Interestingly, the authors throw out the popular notion of a "habitable zone" around stars. The idea might still prove useful in the search for earthlike habitats though. It is now recognized that the conventional habitable zone hypothesis is too restrictive, especially for hardy microbial life. Contemporary knowledge of planet formation indicates that planets (or large mooons) pass through an early accretion phase (through gravitational attraction). The infalling matter heats the forming body (kinetic energy). Since water is abundant, one would expect many bodies to pass a part of their existence with a water covered surface. Depending upon the size, chemical composition and distance from the star, millions to billions of years might pass before all the water was frozen. This might give life a chance to evolve, even if the body does not lie within the conventional "habitable zone". We might therefore find fossil microbial - perhaps macroscopic - life forms on Mars and some of the large moons of the outer solar system. Alternatively, on some cooling worlds microbial life (in particular) might be able to pull off the transiton from say, a saturated NH3 / H2O solution to another, low temperature, solvent like liquid ammonia, methane or nitrogen. Don't be TOO surprised if frigid Triton (a moon of Uranus covered with nitrogen snow) harbors microbes breeding in underground liquid nitrogen oceans using a free radical based chemistry (those nasty free radicals which our bodies spend so much effort destroying and which we attempt to destroy by popping anti-oxidant pills). At low temperatures, the chemical reactions our bodies use are too sluggish to fuel life. Free radical chemistry would fit the bill although at the temperatures our biology operates at free radical chemistry is "too hot to handle" and free radicals damage the integrity of infomation carrying biomolecules causing cellular aging and pre-cancerous genetic damage.

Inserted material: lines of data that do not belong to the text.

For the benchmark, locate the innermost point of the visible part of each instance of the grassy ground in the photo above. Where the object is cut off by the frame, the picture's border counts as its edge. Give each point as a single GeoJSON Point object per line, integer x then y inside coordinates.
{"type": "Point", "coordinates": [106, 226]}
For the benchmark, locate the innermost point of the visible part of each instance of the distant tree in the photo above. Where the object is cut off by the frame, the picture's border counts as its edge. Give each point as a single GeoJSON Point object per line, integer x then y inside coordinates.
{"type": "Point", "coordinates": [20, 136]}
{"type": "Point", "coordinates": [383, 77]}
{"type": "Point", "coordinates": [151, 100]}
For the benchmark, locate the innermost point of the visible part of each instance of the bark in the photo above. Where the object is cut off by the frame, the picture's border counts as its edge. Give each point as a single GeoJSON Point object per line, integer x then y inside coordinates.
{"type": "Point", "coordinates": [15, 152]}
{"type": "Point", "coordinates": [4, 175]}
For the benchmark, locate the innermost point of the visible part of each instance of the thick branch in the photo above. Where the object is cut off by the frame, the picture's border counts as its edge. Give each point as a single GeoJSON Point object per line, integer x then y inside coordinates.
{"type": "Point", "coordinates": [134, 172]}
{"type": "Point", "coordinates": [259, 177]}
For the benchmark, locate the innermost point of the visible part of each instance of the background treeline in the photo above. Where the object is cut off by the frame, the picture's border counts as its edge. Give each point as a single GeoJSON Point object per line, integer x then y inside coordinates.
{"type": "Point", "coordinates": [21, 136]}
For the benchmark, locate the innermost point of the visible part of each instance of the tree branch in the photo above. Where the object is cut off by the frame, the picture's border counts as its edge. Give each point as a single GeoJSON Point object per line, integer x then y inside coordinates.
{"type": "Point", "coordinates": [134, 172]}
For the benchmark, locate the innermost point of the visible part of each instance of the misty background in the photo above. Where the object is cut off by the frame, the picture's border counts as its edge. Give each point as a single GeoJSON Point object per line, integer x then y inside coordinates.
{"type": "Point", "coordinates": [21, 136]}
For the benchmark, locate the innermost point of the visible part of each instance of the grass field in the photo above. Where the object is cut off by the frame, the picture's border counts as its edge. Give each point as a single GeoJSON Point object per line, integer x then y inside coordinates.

The authors conclude with a list of "biosignatures" and "geoindicators" - chemical species and landform modifications - which a satellite based remote life detection program might employ. The number of "hits" in our solar system is quite surprising.
This is a technical monograph - published by Springer Verlag - intended for a scientifically literate audience. Technical terms are generally not defined and there is no glossary. A few graphics lack clarity. On the whole, tight, very compact, generally well written. Excellent reading.